Jillian Armsbury was a singer, performer, songwriter and occasional activist, originally from Washington state. She was a pioneer in the Charanga R&B music genre. She was the lead singer of the Latin group Los Jovenes del Barrio. She had worked with the latin jazz percussionist, Mongo Santamaria, singing on an album of his which was released in the late 1980s. She was the co-composer of "Do You Want My Love" which was a hit for CoCo Lee, which appeared on Lee's album Just No Other Way. She was married to bandleader Johnny Almendra and then later session musician Leon Pendarvis.

Background
Armsbury was born and raised in Washington State and Oregon and was of German, English, and Scottish ancestry. Her father married a black woman when she was three, so her family was also black. At the age of nine she was doing community theater. A formally trained dancer, she studied dance for some years. Later wanting to do New York Broadway work she realized that dancers were also singing so that led her to study music and singing. She grew up listening to Aretha Franklin, Otis Redding, James Brown, John Coltrane and Motown.

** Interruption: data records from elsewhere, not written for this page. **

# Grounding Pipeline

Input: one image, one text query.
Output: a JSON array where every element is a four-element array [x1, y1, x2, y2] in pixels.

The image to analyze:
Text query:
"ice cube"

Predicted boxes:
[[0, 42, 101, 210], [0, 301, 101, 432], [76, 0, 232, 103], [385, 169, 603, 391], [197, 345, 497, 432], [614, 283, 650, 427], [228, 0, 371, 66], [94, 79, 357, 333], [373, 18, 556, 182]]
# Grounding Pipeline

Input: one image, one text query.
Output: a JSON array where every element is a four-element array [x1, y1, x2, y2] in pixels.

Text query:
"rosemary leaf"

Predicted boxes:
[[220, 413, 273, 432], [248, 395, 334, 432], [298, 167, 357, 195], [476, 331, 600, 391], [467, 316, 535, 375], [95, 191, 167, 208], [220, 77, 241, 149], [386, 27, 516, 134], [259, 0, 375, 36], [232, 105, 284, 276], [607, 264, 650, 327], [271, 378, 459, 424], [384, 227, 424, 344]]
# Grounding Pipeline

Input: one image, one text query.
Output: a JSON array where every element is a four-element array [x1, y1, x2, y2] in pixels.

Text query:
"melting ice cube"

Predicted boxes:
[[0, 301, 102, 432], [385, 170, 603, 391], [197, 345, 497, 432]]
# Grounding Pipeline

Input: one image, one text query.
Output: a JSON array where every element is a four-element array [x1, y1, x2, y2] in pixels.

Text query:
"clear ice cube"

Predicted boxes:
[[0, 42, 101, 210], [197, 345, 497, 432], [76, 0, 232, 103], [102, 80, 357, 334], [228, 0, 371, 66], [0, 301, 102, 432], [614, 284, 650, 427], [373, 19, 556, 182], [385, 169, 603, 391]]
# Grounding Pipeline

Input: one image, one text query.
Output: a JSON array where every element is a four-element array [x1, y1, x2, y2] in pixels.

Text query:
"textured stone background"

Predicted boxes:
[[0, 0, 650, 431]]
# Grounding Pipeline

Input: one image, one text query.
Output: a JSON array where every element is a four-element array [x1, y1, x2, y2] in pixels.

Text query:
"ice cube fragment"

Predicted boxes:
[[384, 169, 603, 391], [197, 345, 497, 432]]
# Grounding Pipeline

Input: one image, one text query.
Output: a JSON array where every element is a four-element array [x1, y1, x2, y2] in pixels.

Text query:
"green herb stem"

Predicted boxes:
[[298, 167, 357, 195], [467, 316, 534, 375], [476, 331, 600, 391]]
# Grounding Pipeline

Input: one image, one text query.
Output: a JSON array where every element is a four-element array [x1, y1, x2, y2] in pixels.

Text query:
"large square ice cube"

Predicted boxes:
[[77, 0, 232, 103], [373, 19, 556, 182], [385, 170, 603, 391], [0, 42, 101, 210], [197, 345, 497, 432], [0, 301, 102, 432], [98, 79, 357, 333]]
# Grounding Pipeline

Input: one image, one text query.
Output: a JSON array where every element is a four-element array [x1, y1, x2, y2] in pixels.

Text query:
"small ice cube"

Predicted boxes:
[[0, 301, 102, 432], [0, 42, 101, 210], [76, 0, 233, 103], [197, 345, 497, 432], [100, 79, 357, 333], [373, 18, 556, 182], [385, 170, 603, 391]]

Armsbury was married to Johnny Almendra who founded Los Jovenes Del Barrio. At the time of their interview with George Rivera of Jazz Con Clave, they had been together for ten years. She was also married to Saturday Night Live music director Leon Pendarvis, who she remained married to until her death.

Career
An article by Jessica Lynne Valiente of the Graduate Center, City University of New York credits Armsbury with the compositions that she contributed, and the artistic persona in her performances for creating a Latin / R&B fusion that was more successful than anything that had ever been tried during the boogaloo era or following it. The group Los Jovenes del Barrio she was in was one of the most important bands in the New York bands in the New York Latin music scene, pushing the barriers as well as extending the musical shape.

1980s - 1990s
Armsbury appeared on the Olé Ola album by Mongo Santamaria which was released in 1989. She sang lead on the title song", the Diane Bulgarelli composition Olé Ola" as well having some involvement with Santamaria's composition "La Tumba".
In 1996, Los Jovenes Del Barrio released their Evolucionando album. The Billboard reviewer noted her shining performances on the songs "Telephone" and "Stop Slow Down". A similar review was given by Cashbox in the February 10th issue. With the group's experimentation with various Afro-Cuban styles, jazz and R&B, it caused a sensation. In May 1998, along with Baby Zilla, she was appearing at the Downtime in New York.
She co-composed the song "Do You Want My Love" which was a hit for Coco Lee in New Zealand and Australia in 1999 making the top 20 in both countries.

2000s
Armsbury provided background vocals on Rosie O'Donnell's Another Rosie Christmas album which was released in 2000. She also did background vocal work for the Swedish group Play on their 2003 album, Playin' Around. In May 2007, she was a guest performer with Julia Wade in her Julia Wade in A Canvas of Colors show at the Laurie Beechman Theatre. She contributed a rap to the Everybody Get Down by Funk Filharmonik, which was released in 2008.

Activism
In 2000, Armsbury volunteered with the Shadow Convention of 2000. She performed with the children’s chorus who were the children orphaned as a result of parents being imprisoned in the war on drugs.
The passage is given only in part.